Los Angeles Dodgers‘ Corey Seager stormed on the scene in 2016, winning the National League Rookie of the Year Award (unanimously), and finishing third in the league’s Most Valuable Player ballot. Seager sported an OPS of .877 and played a Gold Glove quality shortstop all season. He was the best player – even including Clayton Kershaw – on baseball’s second best team in 2016. This was evidenced by his 7.5 fWAR. When the 2016 season began, the player I couldn’t wait to see the most was Carlos Correa. By the time the season ended, I emphatically decided that the player I couldn’t wait to see the most in 2017 was Seager.
Let’s have an early look at his 2017 STEAMER projections, released a few days ago on his Fangraphs page.
STEAMER to me; has always been a bit conservative. I mean, it doesn’t really go out on a limb. It projects Mike Trout for 21 home runs and other absurd things that are well below a player’s ceiling. However, it serves as a good baseline for when the bottom falls out of a guy (think Jay Bruce) or when players just have an awful season blip on the radar (Bryce Harper, Andrew McCutchen). But yeah, overall it’s just too conservative.
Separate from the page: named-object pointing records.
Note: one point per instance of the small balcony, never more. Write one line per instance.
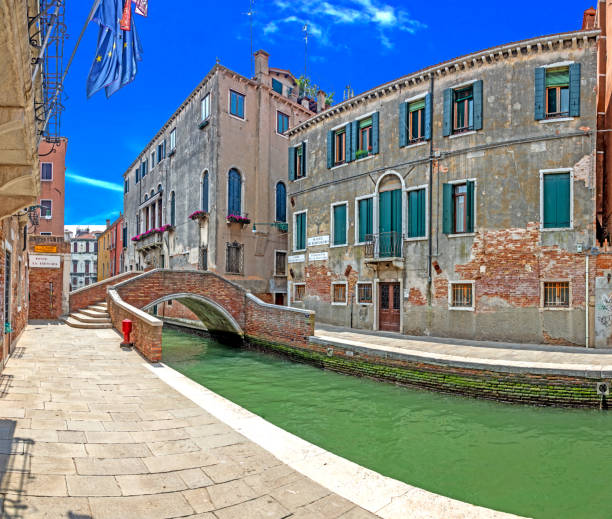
(385, 247)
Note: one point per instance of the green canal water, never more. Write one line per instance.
(535, 462)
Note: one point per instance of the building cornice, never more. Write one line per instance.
(469, 61)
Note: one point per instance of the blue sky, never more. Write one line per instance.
(358, 42)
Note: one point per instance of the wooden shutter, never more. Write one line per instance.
(447, 208)
(477, 93)
(470, 207)
(540, 93)
(428, 117)
(340, 224)
(403, 128)
(292, 162)
(448, 112)
(574, 90)
(375, 132)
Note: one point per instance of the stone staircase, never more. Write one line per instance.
(93, 317)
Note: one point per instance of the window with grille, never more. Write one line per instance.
(339, 293)
(280, 268)
(364, 293)
(298, 292)
(461, 295)
(556, 294)
(233, 263)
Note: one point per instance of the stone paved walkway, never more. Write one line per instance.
(86, 431)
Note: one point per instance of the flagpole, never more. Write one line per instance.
(61, 84)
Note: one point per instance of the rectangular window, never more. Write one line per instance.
(556, 200)
(280, 265)
(205, 107)
(236, 104)
(300, 231)
(339, 293)
(416, 121)
(299, 290)
(365, 214)
(463, 109)
(557, 92)
(340, 146)
(339, 223)
(46, 171)
(282, 122)
(233, 263)
(556, 294)
(364, 293)
(45, 209)
(461, 295)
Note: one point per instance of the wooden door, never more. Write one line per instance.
(389, 307)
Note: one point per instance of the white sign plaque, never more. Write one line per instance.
(44, 261)
(317, 256)
(318, 240)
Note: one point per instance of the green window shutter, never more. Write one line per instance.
(470, 206)
(375, 132)
(477, 93)
(540, 93)
(403, 128)
(291, 163)
(447, 208)
(428, 117)
(574, 81)
(340, 224)
(448, 112)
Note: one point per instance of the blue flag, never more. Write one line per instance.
(117, 51)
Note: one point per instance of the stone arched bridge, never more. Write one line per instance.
(224, 308)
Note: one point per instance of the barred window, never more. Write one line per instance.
(556, 294)
(461, 295)
(233, 263)
(364, 293)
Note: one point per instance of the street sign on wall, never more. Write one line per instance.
(44, 261)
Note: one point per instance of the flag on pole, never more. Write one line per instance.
(117, 52)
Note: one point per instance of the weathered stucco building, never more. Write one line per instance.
(209, 190)
(455, 201)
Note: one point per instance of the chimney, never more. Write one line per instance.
(321, 101)
(588, 20)
(261, 65)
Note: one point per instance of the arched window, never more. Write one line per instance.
(281, 202)
(234, 193)
(205, 191)
(172, 209)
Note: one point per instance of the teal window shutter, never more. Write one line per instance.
(292, 163)
(403, 129)
(447, 208)
(428, 117)
(574, 90)
(448, 112)
(477, 95)
(375, 132)
(470, 207)
(365, 218)
(540, 93)
(556, 200)
(340, 224)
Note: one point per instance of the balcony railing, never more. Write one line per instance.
(383, 245)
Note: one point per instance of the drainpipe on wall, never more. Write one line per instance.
(430, 194)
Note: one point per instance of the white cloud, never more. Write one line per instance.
(94, 182)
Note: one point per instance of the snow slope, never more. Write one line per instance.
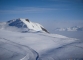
(38, 46)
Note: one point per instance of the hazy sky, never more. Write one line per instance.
(42, 11)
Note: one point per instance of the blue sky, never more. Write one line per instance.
(49, 13)
(37, 10)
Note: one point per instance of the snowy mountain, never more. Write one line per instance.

Corey Seager’s 2017 season STEAMER projection:
152 games, .285 average, .816 OPS, 22 Home Runs, 83 runs, 77 RBI, 4 stolen bases, 5.1 fWAR
Again, in true Steamer fashion; we see a young player who fails to improve upon anything. I guess this is just as likely as more improvement upon 2016 or a repeat season. A five-plus WAR season is nothing pedestrian, so if Seager is able to have a season like this in 2017, he will absolutely be heralded as one of baseball’s best players.
In some circles, he’s already held in such regard. But by the end of 2017 if Seager can meet the conservative expectations of this projection system; there will be little doubt as to who is the finest young shortstop in the game.